L’admirable ami râle

L’amiral Pascal reprend du service

Sans vice mais avec persévérance : père sévère en ce

Jour de réalisation / réanimation / réaffirmation / réaction / réabonnement  réapparition  / réarmement / réassortiment / réapprovisionnement / réaménagement / réadmission / réadaptation / réajustement / réaction /

« Réa » rien à voir avec la monnaie espagnole ni les galères / encore que ?
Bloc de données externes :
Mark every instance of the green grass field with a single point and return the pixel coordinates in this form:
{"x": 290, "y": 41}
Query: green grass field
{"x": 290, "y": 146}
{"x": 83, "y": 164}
La flottille augmentée d’une dernière couvée prend ses aises sur le carton blanc forcément brillant

Et l’âme y râle in petto vitupérant la dis

Position (noter l’enjambement : analogie avec la posture du preneur d’images)

Le corps du faux tôt graphe enjambe les décors

A seule fin de saisir la flottille dans sa focale

« Réa » facteur de (réa ne pas convoquer le contexte hospitalier mais ça s’impose comme dit le père sceptre heurts)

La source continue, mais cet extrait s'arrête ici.